Vous êtes polyglotte, avez beaucoup voyagé et avez déjà tourné en plusieurs langues, est-ce que de tourner dans une langue qui n'est pas la nôtre (vietnamienne dans ce cas-ci) influence la manière dont on travaille?
Tout comme le personnage de la jeune Tinh dans le film qui se réfugie dans le silence pour comprendre le monde qui l'entoure et écoute beaucoup, j'ai adopté la posture d'observation. Chloé parle très bien vietnamien, sa mère est venue en tant que consultante en vietnamien. Kim aussi. Tous les Vietnamiens qui sont venus sur le tournage amenaient un savoir. Ça a été un des aspects faciles du film, en fait.
D'être un peu éloigné de la langue permet de se concentrer davantage sur les émotions. Je voulais faire un film visuel avec des textures, je voulais que l'émotion soit sensorielle. Les dialogues deviennent un peu accessoires, le langage corporel est important. Par exemple dans la scène dans la maison des Girard, quand Lisette (Karine Vanasse) est au téléphone et qu'elle organise son emploi du temps, c'était important pour moi que Nguyen (Chantal Thuy) ne touche à rien. Qu'elle soit là, mais qu'elle ne sache pas où se mettre. Le fait qu'elle ne touche à rien, quand normalement quelqu'un de plus à l'aise se serait peut-être accoté sur la rampe ou le mur ou même se serait assis en attendant que Lisette raccroche et au lieu de cela elle flotte dans l'environnement, transmet le malaise au spectateur. Le langage corporel est en quelque sorte universel. Les malaises se passent dans n'importe quelle langue parce qu'on en a tous. C'était une façon de communiquer les émotions au-delà de les dire ou de les préciser avec les mots.
Une scène du film Ru - Immina Films
Le piano et les instruments à cordes accompagnent les personnages tout au long du film. Pourquoi avoir choisi ces instruments pour la trame sonore?
Je voulais une trame sonore très épurée. Je voulais que ce soit simple et sobre. Avec Michel Corriveau, le compositeur, on a discuté longuement du côté très épique, grandiose du déplacement de la population et de cette famille-là, d'immigration, de l'enracinement au Québec.

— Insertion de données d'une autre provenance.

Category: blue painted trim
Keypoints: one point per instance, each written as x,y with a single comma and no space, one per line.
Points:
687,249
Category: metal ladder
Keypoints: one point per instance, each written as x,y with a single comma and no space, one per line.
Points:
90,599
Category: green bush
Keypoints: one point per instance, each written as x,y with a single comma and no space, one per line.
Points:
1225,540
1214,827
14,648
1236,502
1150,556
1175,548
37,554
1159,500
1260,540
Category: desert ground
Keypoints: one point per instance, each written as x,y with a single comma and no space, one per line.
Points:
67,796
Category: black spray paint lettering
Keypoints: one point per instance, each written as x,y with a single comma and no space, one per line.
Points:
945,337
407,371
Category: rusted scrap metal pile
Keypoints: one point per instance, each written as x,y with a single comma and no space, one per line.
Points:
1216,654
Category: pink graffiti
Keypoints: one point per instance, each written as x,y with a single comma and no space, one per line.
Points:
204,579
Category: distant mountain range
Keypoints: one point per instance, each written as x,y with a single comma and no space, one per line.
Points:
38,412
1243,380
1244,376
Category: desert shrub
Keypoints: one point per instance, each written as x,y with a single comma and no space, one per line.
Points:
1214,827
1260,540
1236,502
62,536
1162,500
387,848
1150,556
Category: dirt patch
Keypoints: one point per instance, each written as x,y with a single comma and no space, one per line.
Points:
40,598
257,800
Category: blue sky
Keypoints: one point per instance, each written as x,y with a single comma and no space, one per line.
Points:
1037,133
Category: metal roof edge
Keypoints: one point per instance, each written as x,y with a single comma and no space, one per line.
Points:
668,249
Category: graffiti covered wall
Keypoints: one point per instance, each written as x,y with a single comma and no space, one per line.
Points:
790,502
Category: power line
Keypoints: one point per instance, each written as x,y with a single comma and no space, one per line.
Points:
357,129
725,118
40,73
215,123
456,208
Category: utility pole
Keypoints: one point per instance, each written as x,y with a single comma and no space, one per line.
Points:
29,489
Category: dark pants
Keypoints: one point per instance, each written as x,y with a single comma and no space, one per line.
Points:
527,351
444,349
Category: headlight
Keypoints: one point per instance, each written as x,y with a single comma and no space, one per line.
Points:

Ça allait être donné aux cordes, on avait un ensemble d'une vingtaine de musiciens. Pour le piano, je voulais avoir la voix intérieure de Tinh. Je voulais son esprit, son âme artistique, alors le piano a une liberté dans le film qui lui est toujours associée. C'est le mélange entre l'épique et l'hyper intime. Michel et moi avons travaillé la musique et pendant longtemps le déclic n'est pas arrivé. Quand il est finalement arrivé, Michel étant un perfectionniste voulait peaufiner son élan, mais je lui ai dit que c'était exactement cela que je voulais, l'imperfection. On a réenregistré le piano avec un pianiste professionnel et dans le film on entend le piano, l'instrument en tant que tel : les pédales, les touches. Il y a une fonction pour enlever ces sons-là mais je voulais absolument les garder. Je voulais que la musique soit tangible, qu'on puisse être dedans.
L'histoire présentée dans le film s'arrête quand Tinh est encore enfant alors que dans le roman on la voit devenir adulte, avez-vous eu à faire des choix déchirants dans le montage?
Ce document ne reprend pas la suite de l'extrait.